Quanto al giudizio sul velivolo bisogna un pò pensare a questo : nato da una specifica sbagliata ( che diede vita anche al Blackburn Roc, derivato da caccia 'torrettato' del bombardiere in picchiata Skua :( ) il velivolo si dimostrò troppo pesante e lento per contrastare i caccia con normale armamento e quindi sparì velocemente dai cieli di guerra.
Tecnicamente parlando invece era un piccolo capolavoro, certo molto più avanzato dell' Hurricane col quale era spesso confuso.
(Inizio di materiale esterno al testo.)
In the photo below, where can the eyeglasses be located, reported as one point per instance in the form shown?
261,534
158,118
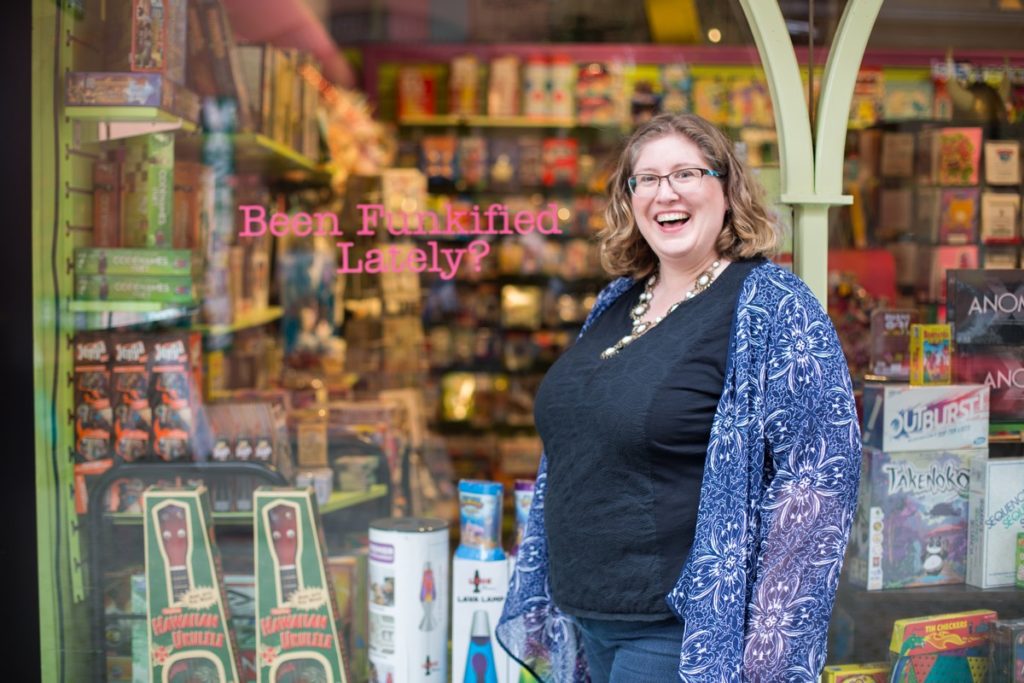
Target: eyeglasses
683,180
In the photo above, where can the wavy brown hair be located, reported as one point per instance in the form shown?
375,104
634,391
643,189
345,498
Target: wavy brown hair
749,229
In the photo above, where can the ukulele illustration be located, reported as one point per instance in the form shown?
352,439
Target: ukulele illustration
286,543
175,541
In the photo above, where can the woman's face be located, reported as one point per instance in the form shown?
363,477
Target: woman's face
681,226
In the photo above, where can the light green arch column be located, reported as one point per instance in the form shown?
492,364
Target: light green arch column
811,168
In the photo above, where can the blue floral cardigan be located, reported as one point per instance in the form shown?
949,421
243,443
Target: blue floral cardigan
776,503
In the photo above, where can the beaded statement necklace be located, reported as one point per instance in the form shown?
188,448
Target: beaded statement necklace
702,282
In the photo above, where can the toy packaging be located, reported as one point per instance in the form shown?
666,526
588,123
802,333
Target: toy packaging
986,307
999,214
996,516
931,354
174,396
559,159
890,352
1019,565
911,519
905,418
93,412
958,215
1003,162
417,92
186,610
480,513
132,414
156,289
875,672
597,88
439,160
478,591
503,86
133,262
464,83
958,154
1000,369
148,185
897,155
942,648
107,200
297,616
1008,651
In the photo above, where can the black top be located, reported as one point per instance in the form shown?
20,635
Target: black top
626,440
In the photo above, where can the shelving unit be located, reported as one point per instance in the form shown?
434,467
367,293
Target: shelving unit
115,123
252,319
111,314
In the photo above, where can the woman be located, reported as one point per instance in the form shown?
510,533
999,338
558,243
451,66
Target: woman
701,446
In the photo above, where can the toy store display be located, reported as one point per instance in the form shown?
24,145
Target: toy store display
297,634
996,515
1008,651
186,611
138,396
409,599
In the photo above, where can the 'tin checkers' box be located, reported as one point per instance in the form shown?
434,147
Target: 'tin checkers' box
900,418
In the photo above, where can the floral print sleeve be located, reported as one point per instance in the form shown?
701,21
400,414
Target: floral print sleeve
811,475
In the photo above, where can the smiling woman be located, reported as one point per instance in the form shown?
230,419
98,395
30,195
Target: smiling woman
692,466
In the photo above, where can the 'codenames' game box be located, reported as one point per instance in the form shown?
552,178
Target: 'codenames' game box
296,612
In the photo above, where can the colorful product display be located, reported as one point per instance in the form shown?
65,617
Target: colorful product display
940,648
186,612
876,672
931,354
911,523
480,516
297,616
996,516
409,600
984,307
899,418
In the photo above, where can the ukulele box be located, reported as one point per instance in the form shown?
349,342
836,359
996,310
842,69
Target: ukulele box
296,612
186,611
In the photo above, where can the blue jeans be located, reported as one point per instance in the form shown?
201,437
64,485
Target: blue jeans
632,651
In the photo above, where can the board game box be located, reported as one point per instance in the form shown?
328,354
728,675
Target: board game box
898,417
1001,370
911,521
996,515
297,616
931,354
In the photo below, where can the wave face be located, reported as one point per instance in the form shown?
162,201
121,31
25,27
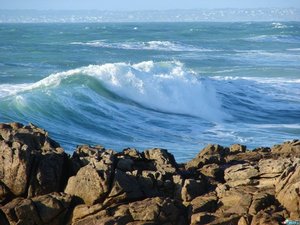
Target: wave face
176,86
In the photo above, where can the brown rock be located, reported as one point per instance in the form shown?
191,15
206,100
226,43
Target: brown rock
192,188
87,185
214,171
260,202
263,218
208,203
46,209
271,169
237,148
164,161
124,188
245,220
210,154
31,163
241,174
288,190
289,147
159,210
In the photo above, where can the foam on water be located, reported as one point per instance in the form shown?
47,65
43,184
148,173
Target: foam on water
150,45
162,86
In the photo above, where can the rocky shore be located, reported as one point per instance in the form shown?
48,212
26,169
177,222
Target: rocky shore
40,184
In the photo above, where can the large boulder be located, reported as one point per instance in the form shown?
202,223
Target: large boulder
289,148
42,210
164,162
31,163
148,211
94,177
241,174
288,190
210,154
Struttura a guscio col rivestimento rivettato su correntini a Z fissati alle longherine di fusoliera, ala bilongherone (longheroni formati da semplici estrusi d'alluminio uniti a formare un trave a T ed uno a L) anche questa con rivestimento lavorante. Tutto il velivolo era costruito in sotto-assiemi che venivano poi uniti in linea di montaggio, facilitando quindi la suddivisione del lavoro tra tante fabbriche; l'ingegnerizzazione del progetto era così avanzata che i pannelli di rivestimento non avevano bisogno di essere pre-formati (come per lo Spitfire) ma potevano essere direttamente posizionati sulla struttura per essere rivettati.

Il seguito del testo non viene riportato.